Graças às ações da ONU e nacionais, a agenda MPS não ficou confinada aos corredores da ONU — ela levou a mudanças reais no terreno. Por exemplo, numerosas negociações de paz nos últimos anos viram maior envolvimento de mulheres mediadoras ou delegadas devido à pressão normativa da Resolução 1325 do CSNU. Países como as Filipinas envolveram mulheres em níveis seniores na negociação de um acordo de paz de 2014, amplamente visto como contribuindo para um acordo mais duradouro. Na Libéria, o ativismo pela paz das mulheres foi instrumental para acabar com a guerra civil em 2003 e foi posteriormente reforçado por quadros da MPS que apoiaram a participação das mulheres na reconstrução. Mesmo em zonas de conflito em andamento, a presença de mulheres mantenedoras da paz e policiais (embora ainda minoria) melhorou as relações comunitárias e os resultados de proteção, alinhando-se aos princípios da MPS. A agenda também estimulou a criação de redes regionais (como a rede de mulheres mediadoras da União Africana) e a defesa regular da sociedade civil nos debates anuais da MPS no Conselho de Segurança, responsabilizando os líderes globais pelo progresso.

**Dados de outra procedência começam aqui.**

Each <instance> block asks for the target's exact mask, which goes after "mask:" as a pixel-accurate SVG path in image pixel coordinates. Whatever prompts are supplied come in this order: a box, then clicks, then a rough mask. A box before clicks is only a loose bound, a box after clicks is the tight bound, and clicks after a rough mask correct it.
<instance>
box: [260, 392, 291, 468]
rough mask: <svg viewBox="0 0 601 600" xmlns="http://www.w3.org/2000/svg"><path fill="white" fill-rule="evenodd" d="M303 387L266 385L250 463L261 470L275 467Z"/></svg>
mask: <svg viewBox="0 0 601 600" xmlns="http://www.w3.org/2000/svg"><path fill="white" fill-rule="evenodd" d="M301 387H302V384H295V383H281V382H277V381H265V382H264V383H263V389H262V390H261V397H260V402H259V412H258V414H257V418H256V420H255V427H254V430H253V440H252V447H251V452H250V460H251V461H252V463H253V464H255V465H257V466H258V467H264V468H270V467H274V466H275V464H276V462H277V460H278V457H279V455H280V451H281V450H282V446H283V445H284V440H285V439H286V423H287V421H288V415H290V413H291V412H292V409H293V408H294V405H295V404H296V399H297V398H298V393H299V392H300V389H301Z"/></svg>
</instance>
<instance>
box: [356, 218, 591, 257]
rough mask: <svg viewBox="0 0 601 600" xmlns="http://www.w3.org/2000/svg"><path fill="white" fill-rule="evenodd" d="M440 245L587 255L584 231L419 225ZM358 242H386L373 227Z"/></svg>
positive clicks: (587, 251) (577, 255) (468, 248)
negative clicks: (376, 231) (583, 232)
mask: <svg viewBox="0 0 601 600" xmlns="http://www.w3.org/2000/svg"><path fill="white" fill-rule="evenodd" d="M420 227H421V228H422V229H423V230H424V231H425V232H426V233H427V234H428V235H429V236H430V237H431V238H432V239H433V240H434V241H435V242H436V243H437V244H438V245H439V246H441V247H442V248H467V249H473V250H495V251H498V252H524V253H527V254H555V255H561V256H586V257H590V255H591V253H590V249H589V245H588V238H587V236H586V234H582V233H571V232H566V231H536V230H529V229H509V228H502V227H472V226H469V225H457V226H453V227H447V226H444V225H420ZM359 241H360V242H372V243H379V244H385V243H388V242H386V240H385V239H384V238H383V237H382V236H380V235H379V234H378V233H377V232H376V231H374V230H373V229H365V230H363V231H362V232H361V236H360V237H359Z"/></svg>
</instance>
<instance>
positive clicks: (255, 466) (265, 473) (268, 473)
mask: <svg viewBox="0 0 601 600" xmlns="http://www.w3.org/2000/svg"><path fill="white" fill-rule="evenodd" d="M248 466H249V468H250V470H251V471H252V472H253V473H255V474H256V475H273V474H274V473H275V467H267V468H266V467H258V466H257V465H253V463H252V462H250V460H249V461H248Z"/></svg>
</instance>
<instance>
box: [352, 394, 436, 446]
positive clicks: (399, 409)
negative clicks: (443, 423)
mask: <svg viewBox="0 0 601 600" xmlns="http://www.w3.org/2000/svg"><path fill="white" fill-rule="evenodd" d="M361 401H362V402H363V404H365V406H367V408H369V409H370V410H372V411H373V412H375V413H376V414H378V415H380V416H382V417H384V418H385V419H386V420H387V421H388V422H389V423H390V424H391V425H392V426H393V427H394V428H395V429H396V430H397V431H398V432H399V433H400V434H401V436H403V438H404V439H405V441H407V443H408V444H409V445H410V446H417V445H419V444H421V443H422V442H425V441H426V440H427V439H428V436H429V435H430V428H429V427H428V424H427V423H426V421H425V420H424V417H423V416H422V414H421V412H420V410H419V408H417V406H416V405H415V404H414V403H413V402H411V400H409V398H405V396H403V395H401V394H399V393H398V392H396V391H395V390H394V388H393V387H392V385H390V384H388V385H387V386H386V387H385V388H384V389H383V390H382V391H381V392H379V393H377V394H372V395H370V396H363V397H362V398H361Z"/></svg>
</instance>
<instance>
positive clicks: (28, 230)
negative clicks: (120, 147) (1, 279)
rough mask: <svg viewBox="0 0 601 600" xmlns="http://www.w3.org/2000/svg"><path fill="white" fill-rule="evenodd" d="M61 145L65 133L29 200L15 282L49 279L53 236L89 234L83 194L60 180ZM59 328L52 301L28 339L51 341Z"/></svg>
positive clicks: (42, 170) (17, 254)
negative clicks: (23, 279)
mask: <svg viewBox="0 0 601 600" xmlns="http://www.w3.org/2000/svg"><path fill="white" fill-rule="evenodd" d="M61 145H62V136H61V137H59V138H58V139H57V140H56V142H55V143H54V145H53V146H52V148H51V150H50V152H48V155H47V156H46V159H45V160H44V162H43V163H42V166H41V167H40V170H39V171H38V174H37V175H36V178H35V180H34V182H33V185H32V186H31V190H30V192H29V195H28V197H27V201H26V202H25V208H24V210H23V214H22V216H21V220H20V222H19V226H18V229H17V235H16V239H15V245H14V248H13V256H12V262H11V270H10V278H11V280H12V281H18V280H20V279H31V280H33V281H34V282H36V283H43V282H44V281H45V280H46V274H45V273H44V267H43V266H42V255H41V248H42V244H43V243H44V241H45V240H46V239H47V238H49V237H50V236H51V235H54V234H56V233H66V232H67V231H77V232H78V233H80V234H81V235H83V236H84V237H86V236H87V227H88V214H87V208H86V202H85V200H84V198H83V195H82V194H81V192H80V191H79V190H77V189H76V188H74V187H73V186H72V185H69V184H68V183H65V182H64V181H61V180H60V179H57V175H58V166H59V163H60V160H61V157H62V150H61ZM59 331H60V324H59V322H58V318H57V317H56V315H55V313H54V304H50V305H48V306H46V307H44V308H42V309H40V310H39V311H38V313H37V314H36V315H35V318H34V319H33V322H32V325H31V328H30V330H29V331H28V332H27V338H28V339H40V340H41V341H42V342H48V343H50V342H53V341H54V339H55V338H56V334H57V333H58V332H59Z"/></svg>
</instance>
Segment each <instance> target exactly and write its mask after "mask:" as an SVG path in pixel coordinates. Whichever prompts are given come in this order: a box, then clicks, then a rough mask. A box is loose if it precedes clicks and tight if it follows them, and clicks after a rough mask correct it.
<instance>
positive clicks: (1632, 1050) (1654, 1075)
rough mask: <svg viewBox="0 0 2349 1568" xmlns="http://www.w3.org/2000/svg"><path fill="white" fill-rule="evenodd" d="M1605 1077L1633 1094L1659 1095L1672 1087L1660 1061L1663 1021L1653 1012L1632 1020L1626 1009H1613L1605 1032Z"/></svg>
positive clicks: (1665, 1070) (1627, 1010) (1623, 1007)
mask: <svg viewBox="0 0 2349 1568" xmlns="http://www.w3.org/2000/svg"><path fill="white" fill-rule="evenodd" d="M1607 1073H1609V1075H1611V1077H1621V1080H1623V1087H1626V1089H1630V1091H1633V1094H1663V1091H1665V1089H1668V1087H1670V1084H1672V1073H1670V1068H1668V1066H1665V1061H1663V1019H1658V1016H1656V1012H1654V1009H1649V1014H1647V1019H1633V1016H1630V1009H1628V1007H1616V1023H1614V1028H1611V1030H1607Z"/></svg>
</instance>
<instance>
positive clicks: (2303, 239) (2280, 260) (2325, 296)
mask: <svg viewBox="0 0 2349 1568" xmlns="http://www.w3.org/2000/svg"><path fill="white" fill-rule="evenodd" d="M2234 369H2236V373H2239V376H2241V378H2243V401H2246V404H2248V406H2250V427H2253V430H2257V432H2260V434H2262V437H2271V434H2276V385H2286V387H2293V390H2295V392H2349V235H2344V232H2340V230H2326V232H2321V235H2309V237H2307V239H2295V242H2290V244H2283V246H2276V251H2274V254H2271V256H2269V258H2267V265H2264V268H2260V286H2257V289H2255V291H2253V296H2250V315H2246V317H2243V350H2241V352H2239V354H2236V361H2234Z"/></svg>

Os desafios relacionados à Agenda MPS
Apesar de promover avanços em questões femininas relacionadas à paz e segurança, a Agenda MPS tem sido alvo de alguns críticos que apontam inadequações tanto em seus princípios quanto em sua implementação.
De acordo com perspectivas pós-coloniais, a agenda muitas vezes reflete ideias feministas liberais ocidentais que podem não ressoar totalmente em contextos não ocidentais ou podem ter pouca eficácia neles. Acadêmicos apontam que, embora as nações ocidentais defendam a MPS, às vezes o fazem sem consultar adequadamente ou empoderar as mulheres no Sul Global, cujas experiências de conflito podem diferir muito. Além disso, há a preocupação de que países poderosos possam usar a retórica da MPS para justificar intervenções militares em nome de “salvar” mulheres — uma dinâmica que alguns chamam de “crítica da paz liberal”. Essa crítica alerta contra a mera inserção de mulheres em estruturas militares e de manutenção da paz existentes sem desafiar o militarismo subjacente ou os desequilíbrios de poder dessas estruturas.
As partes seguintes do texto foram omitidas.